Several elements of the Family Code of 1975 were incorporated in the new Cuban Constitution which is one of a few constitutions in the world that guarantees women the same rights as men “in the economic, political, and social fields as well as in family.”
With a strong leadership, Vilma’s close friendship with Fidel Castro (she was married to his brother Raul), and an important mobilisation (85.2% of all eligible women over 14), the FMC has been essential in socially reforming Cuba since the Revolution. Cuban women have access to paid maternity leave, childcare provisions, free medical care, expanded education opportunities and equal pay for equal work. According to an article from the Berkley Center for Religion, Peace and World Affairs, Cuba is ranked third in the world in terms of most female representation in the country’s main governing body with a Congress that is 49% female . For perspective, the United States is ranked 76th on that same list, the Congress being only about 20% female.

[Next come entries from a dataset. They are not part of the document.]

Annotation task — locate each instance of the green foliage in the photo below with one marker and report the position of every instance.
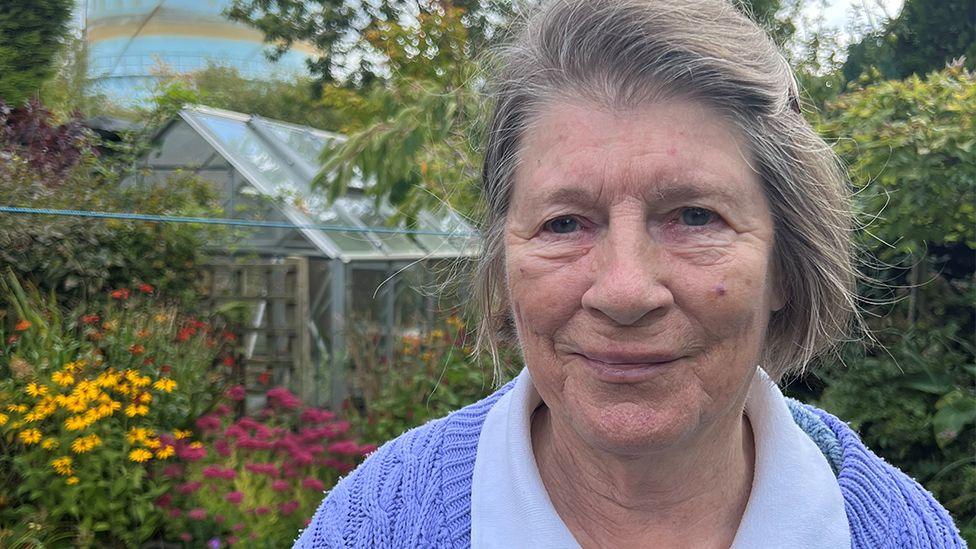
(31, 33)
(924, 37)
(80, 257)
(430, 376)
(86, 401)
(337, 30)
(910, 150)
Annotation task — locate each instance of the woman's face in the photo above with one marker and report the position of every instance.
(638, 251)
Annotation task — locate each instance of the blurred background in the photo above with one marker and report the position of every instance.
(234, 234)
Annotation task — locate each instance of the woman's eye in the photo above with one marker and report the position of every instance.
(696, 217)
(562, 225)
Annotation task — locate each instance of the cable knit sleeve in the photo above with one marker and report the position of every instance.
(388, 501)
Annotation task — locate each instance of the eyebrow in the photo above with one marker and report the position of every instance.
(689, 187)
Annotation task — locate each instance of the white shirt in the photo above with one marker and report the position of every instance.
(795, 500)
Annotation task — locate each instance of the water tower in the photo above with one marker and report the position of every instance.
(132, 41)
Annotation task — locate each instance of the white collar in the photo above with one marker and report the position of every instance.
(795, 501)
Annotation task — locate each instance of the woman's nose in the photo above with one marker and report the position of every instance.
(630, 281)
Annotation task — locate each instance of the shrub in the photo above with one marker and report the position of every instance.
(88, 401)
(431, 375)
(257, 480)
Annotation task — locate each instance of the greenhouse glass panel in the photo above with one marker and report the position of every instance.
(240, 141)
(364, 209)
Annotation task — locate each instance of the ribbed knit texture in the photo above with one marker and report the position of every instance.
(415, 491)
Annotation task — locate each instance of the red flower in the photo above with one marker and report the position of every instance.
(313, 483)
(344, 447)
(121, 294)
(236, 393)
(188, 487)
(262, 468)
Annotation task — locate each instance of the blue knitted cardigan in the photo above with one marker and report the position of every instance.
(415, 491)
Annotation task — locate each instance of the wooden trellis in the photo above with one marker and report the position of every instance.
(276, 341)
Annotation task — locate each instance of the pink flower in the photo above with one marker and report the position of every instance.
(316, 415)
(344, 447)
(236, 393)
(208, 423)
(215, 471)
(188, 488)
(313, 483)
(222, 447)
(283, 398)
(337, 428)
(367, 449)
(262, 468)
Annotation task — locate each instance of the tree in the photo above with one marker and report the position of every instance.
(910, 146)
(337, 29)
(924, 37)
(31, 34)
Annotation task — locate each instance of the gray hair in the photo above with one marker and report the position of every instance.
(620, 54)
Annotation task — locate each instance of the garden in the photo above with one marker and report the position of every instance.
(127, 416)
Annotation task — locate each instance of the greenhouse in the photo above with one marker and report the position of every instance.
(312, 270)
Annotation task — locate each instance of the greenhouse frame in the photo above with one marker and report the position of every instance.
(313, 269)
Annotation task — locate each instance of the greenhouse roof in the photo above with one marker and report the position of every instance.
(280, 160)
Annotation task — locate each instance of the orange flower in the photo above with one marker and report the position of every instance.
(121, 294)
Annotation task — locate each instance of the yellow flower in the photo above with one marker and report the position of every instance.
(165, 452)
(62, 465)
(139, 434)
(30, 436)
(85, 444)
(75, 423)
(35, 390)
(62, 378)
(165, 384)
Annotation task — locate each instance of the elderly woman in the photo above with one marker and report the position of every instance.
(666, 237)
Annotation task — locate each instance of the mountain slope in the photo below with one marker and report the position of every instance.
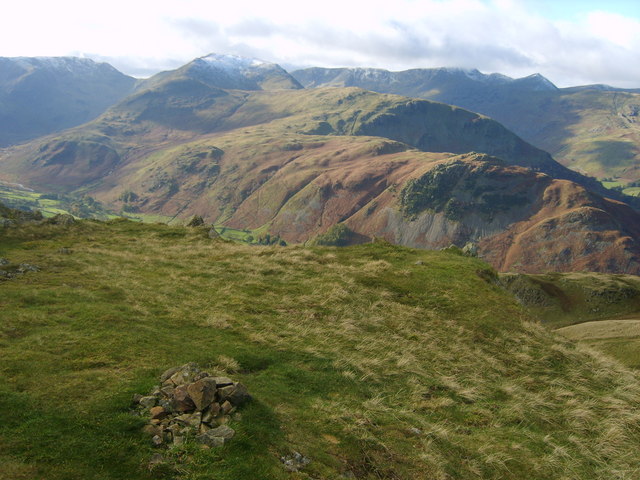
(42, 95)
(374, 361)
(592, 129)
(294, 163)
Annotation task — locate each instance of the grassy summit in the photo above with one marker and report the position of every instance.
(374, 361)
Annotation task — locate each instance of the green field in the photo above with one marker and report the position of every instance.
(374, 361)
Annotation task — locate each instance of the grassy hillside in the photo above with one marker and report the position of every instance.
(374, 361)
(592, 129)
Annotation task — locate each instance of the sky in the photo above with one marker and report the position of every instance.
(571, 42)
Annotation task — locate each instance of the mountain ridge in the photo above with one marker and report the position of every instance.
(42, 95)
(591, 129)
(295, 162)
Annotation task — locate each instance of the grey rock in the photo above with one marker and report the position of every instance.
(181, 401)
(223, 381)
(216, 436)
(189, 419)
(168, 373)
(202, 392)
(148, 402)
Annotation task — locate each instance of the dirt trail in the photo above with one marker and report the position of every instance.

Unfortunately, the numbers don’t tell the whole story and reality in regards to gender equality is far from perfect.
The culture of machismo, or male domination, common to many Latin American countries is still embedded in Cuban society. Even with a full-time job Cuban women are expected to take on the domestic chores and care for the children, a double burden not all want to carry. Employed women do not hold positions of power. Although the Cuban Congress is elected by the people, it’s the Cuban Communist Party, with only 7% of women, that holds the true political power.
Also, with the collapse of the Soviet Union in 1991 and the end of its financial aid and foreign relations with Cuba, the Cuban government has begun shifting toward a more privatised economy. To increase its foreign revenue Cuba is investing heavily in its tourism industry. Educated women leave state employment to work in any higher paid tourism-related activity, such as maid or cook or similar jobs, thus reinforcing the traditional gender roles that Cuban women already struggle against. With the development of tourism also came a rise of sex tourism, an old problem that still persists in Cuba.
What has been achieved by women for their country and for the advancement of women’s rights in Cuba since the Revolution is nothing less than remarkable. However Cuban women’s revolution and their quest for liberation have still a long way to go.